# Barcelona'92 15th anniversary event TODAY



## tacoben (Jun 24, 2004)

Yes, that was a fantastic shot! If you are able to get footate of the re-enactment, please post it. BTW, that was one of the best summer olympics ever that I can recall. I read somewhere that he used a Martin Bow?


----------



## JovenPadaguan (Dec 6, 2004)

tacoben said:


> Yes, that was a fantastic shot! If you are able to get footate of the re-enactment, please post it. BTW, that was one of the best summer olympics ever that I can recall. I read somewhere that he used a Martin Bow?

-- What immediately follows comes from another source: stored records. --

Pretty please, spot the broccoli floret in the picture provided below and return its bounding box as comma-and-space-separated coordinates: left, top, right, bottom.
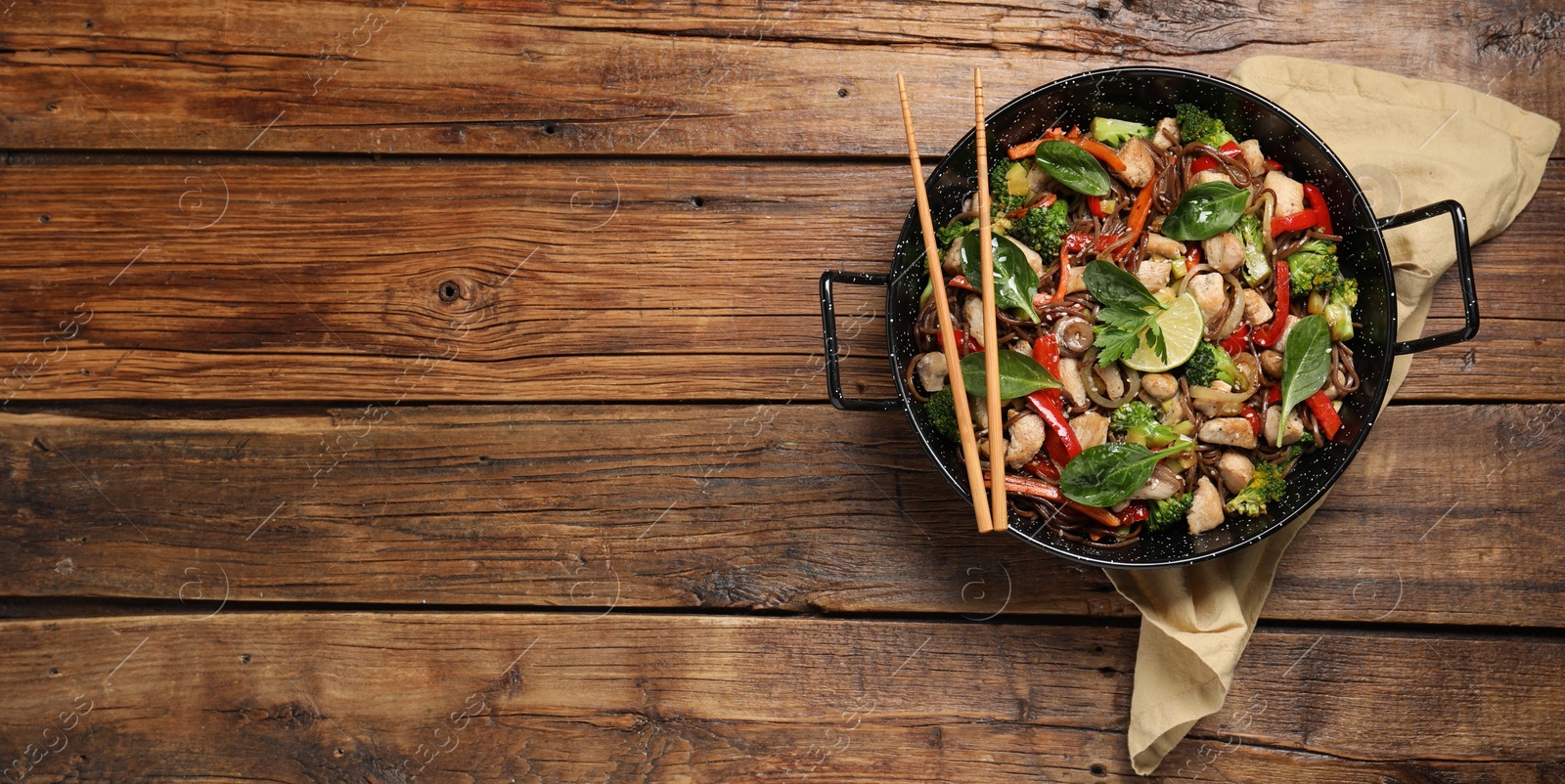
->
1093, 117, 1153, 147
1223, 460, 1285, 518
989, 161, 1027, 214
1174, 104, 1234, 147
1108, 401, 1179, 448
934, 221, 978, 247
1185, 341, 1239, 386
1147, 493, 1195, 534
923, 386, 962, 443
1233, 213, 1271, 286
1324, 277, 1359, 339
1011, 198, 1070, 258
1288, 240, 1340, 296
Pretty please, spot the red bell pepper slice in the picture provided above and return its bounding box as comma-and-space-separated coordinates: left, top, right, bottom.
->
1254, 260, 1293, 349
1304, 391, 1343, 441
1273, 210, 1320, 237
945, 276, 980, 294
1027, 390, 1082, 468
1119, 501, 1147, 526
1304, 183, 1336, 235
1218, 324, 1250, 357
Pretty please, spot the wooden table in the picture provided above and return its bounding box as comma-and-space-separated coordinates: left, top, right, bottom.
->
0, 0, 1565, 784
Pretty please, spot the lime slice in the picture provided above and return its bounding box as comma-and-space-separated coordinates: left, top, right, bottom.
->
1122, 292, 1205, 372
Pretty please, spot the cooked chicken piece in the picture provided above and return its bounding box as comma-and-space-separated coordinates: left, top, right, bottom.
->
1070, 412, 1108, 449
1059, 357, 1088, 406
914, 351, 950, 393
1005, 414, 1044, 468
1262, 349, 1281, 378
1239, 139, 1266, 177
1152, 117, 1179, 152
1189, 166, 1233, 185
1266, 406, 1304, 446
1147, 234, 1185, 258
997, 235, 1044, 276
1093, 365, 1125, 401
1140, 372, 1179, 401
962, 297, 988, 346
1277, 313, 1299, 352
1218, 453, 1255, 493
1244, 288, 1273, 327
1137, 258, 1174, 292
1195, 416, 1255, 449
1185, 477, 1223, 535
1114, 136, 1156, 188
1189, 378, 1244, 416
1130, 463, 1184, 501
1200, 232, 1244, 273
1066, 266, 1086, 294
1189, 273, 1227, 321
1262, 172, 1304, 218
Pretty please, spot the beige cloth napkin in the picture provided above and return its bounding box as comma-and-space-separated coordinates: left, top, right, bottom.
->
1108, 57, 1560, 774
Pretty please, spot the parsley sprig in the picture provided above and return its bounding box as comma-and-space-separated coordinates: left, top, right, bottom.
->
1082, 258, 1169, 367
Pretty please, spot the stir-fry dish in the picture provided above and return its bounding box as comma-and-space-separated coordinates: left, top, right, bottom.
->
905, 105, 1359, 547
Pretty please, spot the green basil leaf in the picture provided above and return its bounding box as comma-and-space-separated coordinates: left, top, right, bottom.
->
1163, 180, 1250, 242
1036, 141, 1109, 196
1059, 441, 1168, 507
1277, 316, 1332, 432
1082, 258, 1166, 310
961, 232, 1039, 324
961, 351, 1059, 401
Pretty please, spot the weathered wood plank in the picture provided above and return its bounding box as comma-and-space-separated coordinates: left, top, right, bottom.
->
0, 161, 1565, 402
0, 614, 1565, 782
0, 0, 1565, 156
0, 406, 1565, 628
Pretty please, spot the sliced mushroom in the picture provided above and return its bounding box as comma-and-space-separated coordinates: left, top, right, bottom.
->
914, 351, 950, 393
1195, 416, 1255, 449
1140, 372, 1179, 401
1185, 477, 1223, 535
1054, 316, 1093, 354
1137, 258, 1174, 291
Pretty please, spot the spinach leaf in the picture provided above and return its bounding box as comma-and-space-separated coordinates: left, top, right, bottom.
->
1163, 180, 1250, 242
1059, 440, 1195, 507
961, 351, 1059, 401
1035, 141, 1108, 196
962, 232, 1039, 324
1277, 316, 1332, 432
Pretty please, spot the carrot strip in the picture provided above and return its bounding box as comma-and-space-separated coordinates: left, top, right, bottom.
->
1077, 136, 1125, 172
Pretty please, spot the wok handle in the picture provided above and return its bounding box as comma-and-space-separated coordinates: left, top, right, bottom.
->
1375, 198, 1477, 354
820, 269, 902, 412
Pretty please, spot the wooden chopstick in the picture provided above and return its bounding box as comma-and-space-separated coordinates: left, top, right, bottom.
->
897, 73, 994, 534
973, 67, 1011, 531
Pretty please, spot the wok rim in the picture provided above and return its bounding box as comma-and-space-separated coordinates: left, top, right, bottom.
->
886, 65, 1398, 570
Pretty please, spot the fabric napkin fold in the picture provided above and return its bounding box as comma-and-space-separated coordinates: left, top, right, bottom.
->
1106, 57, 1560, 774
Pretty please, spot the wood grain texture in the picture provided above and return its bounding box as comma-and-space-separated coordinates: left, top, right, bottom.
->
0, 0, 1565, 156
0, 612, 1565, 782
0, 159, 1565, 404
0, 406, 1565, 628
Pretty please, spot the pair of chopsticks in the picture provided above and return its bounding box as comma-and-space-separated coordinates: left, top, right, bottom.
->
897, 68, 1009, 534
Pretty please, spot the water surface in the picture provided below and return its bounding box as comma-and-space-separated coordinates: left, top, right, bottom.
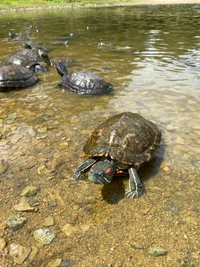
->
0, 5, 200, 267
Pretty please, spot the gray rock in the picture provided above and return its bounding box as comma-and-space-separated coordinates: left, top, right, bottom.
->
34, 229, 55, 245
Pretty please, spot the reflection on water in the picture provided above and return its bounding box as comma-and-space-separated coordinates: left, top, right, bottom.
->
0, 5, 200, 267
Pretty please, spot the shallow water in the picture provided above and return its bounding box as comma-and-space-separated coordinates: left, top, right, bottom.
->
0, 5, 200, 267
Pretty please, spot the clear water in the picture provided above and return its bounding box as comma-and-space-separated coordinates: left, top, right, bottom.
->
0, 5, 200, 266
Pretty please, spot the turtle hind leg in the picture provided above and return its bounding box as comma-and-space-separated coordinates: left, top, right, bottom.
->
74, 158, 97, 180
125, 167, 144, 198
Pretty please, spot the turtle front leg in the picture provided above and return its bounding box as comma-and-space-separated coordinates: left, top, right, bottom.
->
125, 167, 144, 198
74, 158, 97, 180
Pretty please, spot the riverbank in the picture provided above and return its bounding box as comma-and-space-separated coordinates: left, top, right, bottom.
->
0, 0, 200, 13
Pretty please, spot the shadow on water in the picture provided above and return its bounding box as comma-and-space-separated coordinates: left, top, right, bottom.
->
0, 5, 200, 267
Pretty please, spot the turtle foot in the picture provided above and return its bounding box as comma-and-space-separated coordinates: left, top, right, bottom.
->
125, 188, 143, 198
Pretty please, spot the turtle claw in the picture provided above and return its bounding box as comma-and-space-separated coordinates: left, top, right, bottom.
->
125, 188, 143, 198
73, 171, 83, 181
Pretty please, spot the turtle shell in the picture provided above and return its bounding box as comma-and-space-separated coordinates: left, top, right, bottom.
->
0, 65, 37, 88
62, 70, 112, 94
83, 112, 161, 166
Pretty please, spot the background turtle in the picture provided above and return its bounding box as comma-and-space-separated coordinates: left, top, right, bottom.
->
74, 112, 161, 198
1, 49, 51, 72
56, 62, 113, 95
0, 65, 37, 91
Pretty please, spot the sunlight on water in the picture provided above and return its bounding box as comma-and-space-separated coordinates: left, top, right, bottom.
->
0, 5, 200, 267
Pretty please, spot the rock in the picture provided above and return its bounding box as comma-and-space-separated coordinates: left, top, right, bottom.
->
0, 237, 6, 251
148, 247, 167, 257
60, 259, 75, 267
14, 197, 37, 211
0, 161, 8, 175
20, 185, 39, 197
48, 258, 62, 267
9, 243, 31, 264
62, 223, 90, 236
43, 216, 54, 227
131, 242, 144, 249
6, 216, 27, 231
27, 245, 39, 265
34, 229, 55, 245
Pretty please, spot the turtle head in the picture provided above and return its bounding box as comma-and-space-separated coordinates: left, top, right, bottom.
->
88, 159, 115, 184
38, 49, 51, 66
56, 62, 68, 77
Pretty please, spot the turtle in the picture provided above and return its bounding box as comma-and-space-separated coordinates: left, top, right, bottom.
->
1, 48, 51, 72
0, 65, 37, 91
1, 49, 51, 72
74, 112, 161, 198
56, 62, 113, 95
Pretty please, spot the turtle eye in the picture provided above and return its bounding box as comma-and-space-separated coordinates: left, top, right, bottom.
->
105, 168, 113, 174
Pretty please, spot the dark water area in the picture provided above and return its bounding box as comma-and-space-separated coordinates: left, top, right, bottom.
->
0, 5, 200, 267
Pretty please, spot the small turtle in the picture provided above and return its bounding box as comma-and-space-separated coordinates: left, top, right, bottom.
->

I have read the bow was a Martin Mamba.

Enjoy the videos
http://www.elpais.com/articulo/depo...e/ceremonia/elpepudep/20070726elpepudep_1/Tes
http://videos.abc.es/informaciondecontenido.php?con=1543


I also posted this in other AT sections to share that magic moment
http://www.archerytalk.com/vb/showthread.php?t=530204
http://www.archerytalk.com/vb/showthread.php?t=530202


----------



## dbracer (May 20, 2005)

JovenPadaguan said:


> I have read the bow was a Martin Mamba.
> 
> Enjoy the videos
> http://www.elpais.com/articulo/depo...e/ceremonia/elpepudep/20070726elpepudep_1/Tes
> ...


Thank you Joven.

Respectfully,
dbracer


----------



## jeffw (Dec 7, 2004)

Greatest Olympic Torch lighting ever!!!


----------



## ghoster808 (Jun 29, 2007)

that was cool.... never get tired of seeing that shot!!


----------



## archeryhistory (May 20, 2002)

ttt


----------



## JovenPadaguan (Dec 6, 2004)

So great to revive this thread :thumbs_up

Here you can see the moment
http://youtu.be/Uz4JjFUcpGs?t=5m35s

And here is a very recent interview. It's in spanish, but you probably can translate it easily with a web tool
http://sociedad.elpais.com/sociedad/2013/09/04/actualidad/1378315852_468640.html


----------



## TheBowyer (Sep 23, 2013)

for a fact the org shot was made with a martin mamba recurve it was built in the martin damon howatt plant in yakima wa state we had a nice print in the front office


----------